What an anomaly: while many Americans were gearing up for Christmas and singing the angels’ song of peace on earth, good will to all, the nation was considering the government practice of torture—or more precisely, how and why videotapes of the government’s harsh interrogation practices had been destroyed.
Military experts have serious doubts about the effectiveness of torture as a means of extracting information. Under torture people will say whatever they think their tormentors want them to say. So why are we doing what seems so utterly contrary to the highest values of our nation?
About a year ago Peter Steinke wrote in these pages about the “fear factor.” We know about the “fight or flight” syndrome that causes eyes to widen, pupils to dilate and breathing to quicken. Steinke said there is a point at which “fear overwhelms us and actually diminishes our alertness. . . . The fearful person is barely able to focus on anything else. Tunnel vision occurs and fear takes over.”

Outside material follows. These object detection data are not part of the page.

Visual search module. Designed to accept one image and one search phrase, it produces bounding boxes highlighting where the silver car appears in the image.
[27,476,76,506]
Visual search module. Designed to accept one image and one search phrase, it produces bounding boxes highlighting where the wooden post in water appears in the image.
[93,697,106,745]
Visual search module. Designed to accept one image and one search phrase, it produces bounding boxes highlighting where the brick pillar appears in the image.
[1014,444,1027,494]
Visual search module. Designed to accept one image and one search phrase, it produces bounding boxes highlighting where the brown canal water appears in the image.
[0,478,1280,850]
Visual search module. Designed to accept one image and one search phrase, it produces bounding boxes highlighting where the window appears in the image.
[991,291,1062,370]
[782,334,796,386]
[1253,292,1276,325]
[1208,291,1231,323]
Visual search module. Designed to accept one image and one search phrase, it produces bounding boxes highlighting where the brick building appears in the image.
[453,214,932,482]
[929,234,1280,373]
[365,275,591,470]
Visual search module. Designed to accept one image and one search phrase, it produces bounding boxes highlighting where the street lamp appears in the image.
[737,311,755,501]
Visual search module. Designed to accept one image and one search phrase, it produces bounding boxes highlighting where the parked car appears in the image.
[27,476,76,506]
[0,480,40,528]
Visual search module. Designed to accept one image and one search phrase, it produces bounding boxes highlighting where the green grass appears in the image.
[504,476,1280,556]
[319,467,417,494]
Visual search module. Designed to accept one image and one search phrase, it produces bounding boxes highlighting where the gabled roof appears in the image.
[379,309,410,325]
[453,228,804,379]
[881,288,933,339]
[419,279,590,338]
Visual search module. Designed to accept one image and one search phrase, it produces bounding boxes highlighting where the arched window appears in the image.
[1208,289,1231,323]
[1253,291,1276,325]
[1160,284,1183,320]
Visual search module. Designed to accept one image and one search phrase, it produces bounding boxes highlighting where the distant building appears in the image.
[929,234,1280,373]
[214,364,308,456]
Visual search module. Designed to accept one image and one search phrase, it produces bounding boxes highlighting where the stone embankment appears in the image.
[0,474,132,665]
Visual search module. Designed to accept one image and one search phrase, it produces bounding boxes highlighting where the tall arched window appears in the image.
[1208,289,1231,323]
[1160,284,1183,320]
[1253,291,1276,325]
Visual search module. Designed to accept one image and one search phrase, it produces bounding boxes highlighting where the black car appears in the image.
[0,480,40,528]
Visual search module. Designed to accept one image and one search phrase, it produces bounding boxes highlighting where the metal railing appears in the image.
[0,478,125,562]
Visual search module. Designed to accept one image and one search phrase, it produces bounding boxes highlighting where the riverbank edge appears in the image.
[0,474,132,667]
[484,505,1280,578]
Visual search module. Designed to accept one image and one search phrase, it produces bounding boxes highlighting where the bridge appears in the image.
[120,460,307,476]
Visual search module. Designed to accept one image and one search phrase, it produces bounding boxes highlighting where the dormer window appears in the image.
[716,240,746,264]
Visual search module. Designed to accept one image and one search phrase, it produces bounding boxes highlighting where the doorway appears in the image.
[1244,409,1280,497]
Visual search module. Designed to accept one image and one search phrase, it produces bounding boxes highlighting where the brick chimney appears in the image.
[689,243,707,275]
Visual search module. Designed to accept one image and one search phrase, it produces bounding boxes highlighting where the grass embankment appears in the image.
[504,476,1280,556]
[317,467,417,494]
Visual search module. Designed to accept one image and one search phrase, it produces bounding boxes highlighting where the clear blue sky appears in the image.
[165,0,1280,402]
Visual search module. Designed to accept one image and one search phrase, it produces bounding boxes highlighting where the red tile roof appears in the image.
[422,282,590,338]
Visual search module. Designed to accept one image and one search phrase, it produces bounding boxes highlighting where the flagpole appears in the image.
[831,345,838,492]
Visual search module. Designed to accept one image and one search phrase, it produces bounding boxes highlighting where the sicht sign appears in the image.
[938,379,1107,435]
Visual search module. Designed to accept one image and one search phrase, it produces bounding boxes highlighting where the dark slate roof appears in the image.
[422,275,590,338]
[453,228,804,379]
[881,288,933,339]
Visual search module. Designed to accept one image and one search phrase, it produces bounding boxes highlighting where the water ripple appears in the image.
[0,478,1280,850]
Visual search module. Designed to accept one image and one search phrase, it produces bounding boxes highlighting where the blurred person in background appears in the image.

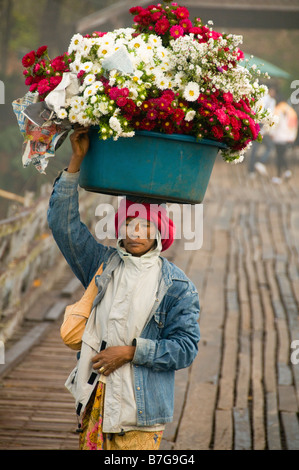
[249,87,276,177]
[271,100,298,184]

Sometimes I think that is what has happened to us as a nation. I do not mean to minimize the dangers around us. We live in a world in which some people mean to do us harm. But it seems that our fear has caused us to lay aside our principles and our reputation among the nations.
In The Scandalous Gospel of Jesus, Peter Gomes introduces a chapter on “the gospel of fear” with a line from Robert Frost: “There’s nothing I’m afraid of like scared people.” And Thomas Friedman in a New York Times column last September said, “9/11 has made us stupid. I honor and weep for all those murdered that day. But our reaction to 9/11, mine included, has knocked America off balance and it’s time to get things right again. . . . In the wake of 9/11 we need new precautions. But we also need our old habits and sense of openness.” The U.S. is doing things to prisoners, Senator John McCain said recently, that the U.S. called war crimes when they were done by the Japanese in World War II.
A passage from Isaiah 35 was read in many churches on the Third Sunday of Advent, and the words should hearten us in this new year: “Strengthen the weak hands, / And make firm the feeble knees. / Say to those of a fearful heart, / ‘Be strong, do not fear! / Here is your God.’”
We have just celebrated the birth of a child who brings a new kingdom. Kindness, forgiveness, love and peace are the dynamics of God’s reign. And there is nothing to fear. In that child’s birth, ultimate issues have been resolved. The coming of Christ into human history, to live our life, to die our death, to defeat the power of death in his resurrection, means that the final battle has been won. It’s time to stop living out of our fear—and to call the nation to do the same.